Kalimpong/Calcutta, Nov. 30: The Gorkha Janmukti Morcha said any interim administrative arrangement would have to include the Dooars on a day the interlocutor appointed by the Union home ministry to facilitate the fourth round of talks stepped into Writers’ Buildings for the first time.

Lieutenant-General (retired) Vijay Madan, the interlocutor, met the state chief and home secretaries and chief minister Buddhadeb Bhattacharjee to get a grasp of the ongoing problem in the Darjeeling hills.

Up in the hills, the Morcha said it was willing to accept an interim administration in place of the DGHC, but only if the new arrangement meets three of its conditions.

The party’s revelation comes after it was put under the scanner by ABGL president Madan Tamang who alleged that the Morcha was settling for an alternative to the DGHC and scuttling the demand for a separate state. Tamang’s allegation has raised the political discourse to a fever pitch in the hills in the run up to the fourth round of tripartite talks scheduled in Darjeeling on December 21.

Clarifying the party stand, Morcha spokesperson Harka Bahadur Chhetri said the three primary conditions for the interim arrangement were: it must cover the entire Darjeeling district and parts of the Dooars and Terai; it must be time-bound; and it should be more powerful than autonomy granted under the Sixth Schedule.

“Except for the judiciary and law and order, all financial and legislative powers that will enable us to form rules and regulations, should be completely detached from the state government,” he added.

The party, Chhetri said, would use the interim arrangement to secure the geographical boundary of the Gorkha state it has been demanding. The Morcha “map” shows “Gorkhaland” extending from the Mechi river in the west to Sankosh in the east. “Once the DGHC act is repealed, the Siliguri Mahakuma Parishad will also have to be abolished. The entire district will then have to come under the interim arrangement,” he added.

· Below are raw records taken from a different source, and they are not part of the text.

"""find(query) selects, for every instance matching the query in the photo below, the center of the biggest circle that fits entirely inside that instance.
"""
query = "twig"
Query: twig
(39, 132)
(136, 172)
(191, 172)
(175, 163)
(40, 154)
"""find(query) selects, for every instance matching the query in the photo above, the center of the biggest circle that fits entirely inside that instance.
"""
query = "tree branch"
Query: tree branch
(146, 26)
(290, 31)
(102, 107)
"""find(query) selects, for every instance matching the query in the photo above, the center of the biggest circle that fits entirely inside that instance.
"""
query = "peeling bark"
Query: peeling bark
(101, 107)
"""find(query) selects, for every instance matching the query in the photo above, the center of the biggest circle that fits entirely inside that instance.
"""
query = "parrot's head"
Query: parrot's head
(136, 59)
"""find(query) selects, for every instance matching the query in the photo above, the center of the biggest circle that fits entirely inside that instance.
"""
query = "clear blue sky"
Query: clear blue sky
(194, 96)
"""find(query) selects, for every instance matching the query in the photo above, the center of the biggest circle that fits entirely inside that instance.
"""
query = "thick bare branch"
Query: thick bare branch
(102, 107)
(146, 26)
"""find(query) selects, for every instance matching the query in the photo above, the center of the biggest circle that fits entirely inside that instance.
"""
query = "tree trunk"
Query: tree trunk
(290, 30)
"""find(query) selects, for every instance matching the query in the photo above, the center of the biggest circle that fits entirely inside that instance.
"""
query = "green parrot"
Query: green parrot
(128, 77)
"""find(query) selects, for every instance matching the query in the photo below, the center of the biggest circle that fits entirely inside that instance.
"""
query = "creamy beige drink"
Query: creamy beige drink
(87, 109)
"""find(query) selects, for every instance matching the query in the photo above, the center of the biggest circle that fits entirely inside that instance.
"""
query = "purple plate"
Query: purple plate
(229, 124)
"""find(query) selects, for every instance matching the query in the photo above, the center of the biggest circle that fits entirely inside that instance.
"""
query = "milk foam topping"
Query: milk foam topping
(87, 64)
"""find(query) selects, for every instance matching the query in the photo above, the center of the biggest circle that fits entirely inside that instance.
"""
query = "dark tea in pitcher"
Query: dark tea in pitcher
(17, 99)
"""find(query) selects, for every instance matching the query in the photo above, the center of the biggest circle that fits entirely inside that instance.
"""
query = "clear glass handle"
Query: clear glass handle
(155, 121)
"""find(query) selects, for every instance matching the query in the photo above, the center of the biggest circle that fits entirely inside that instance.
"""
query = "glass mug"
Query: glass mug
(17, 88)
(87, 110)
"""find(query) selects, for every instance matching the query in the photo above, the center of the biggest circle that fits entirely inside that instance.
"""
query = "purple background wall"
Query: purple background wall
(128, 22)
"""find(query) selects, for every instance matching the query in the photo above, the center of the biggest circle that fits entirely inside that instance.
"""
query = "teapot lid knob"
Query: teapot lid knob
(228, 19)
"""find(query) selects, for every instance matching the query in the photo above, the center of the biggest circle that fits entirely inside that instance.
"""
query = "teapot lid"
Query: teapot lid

Chhetri said any interim set-up that does not include these three conditions would remain a non-starter. “However, the interim arrangement will be the least of our focus during the talks. Instead, we will be driving hard on the Gorkhaland issue. People should not fall prey to the falsehood being spread by the stooges of the state government,” he added.

In Calcutta, Madan said he had come to meet senior state officials and the chief minister. “I am a soldier and believe that there is a solution to every problem,” he added.

Asked if the “problem” would be an easy one to tackle, the interlocutor said: “There are areas that are black and white and grey ones as well. We all have to tackle that. Your chief minister is a man of great intellect and a gentleman. The people representing the movement in the hills are also all nice persons.”

Madan will meet governor Gopalkrishna Gandhi tomorrow and visit Darjeeling the next day. “I will submit a report to Delhi on December 4,” he said. Chief secretary Asok Mohan Chakrabarti said he could not comment on his interaction with the interlocutor, as it was a “sensitive” issue.

One thought on “Morcha yes to hill stand-in – Interlocutor meets CM at Writers’

  1. sangay

    MORE POWER = MORE MONEY=MORE POCKET FULL…..BIRDS OF SAME FEATHER FLOCK TOGETHER……WHETHER GNLF OR GJMM ITS THE COMMON MAN WHO HAS TO SUFFER.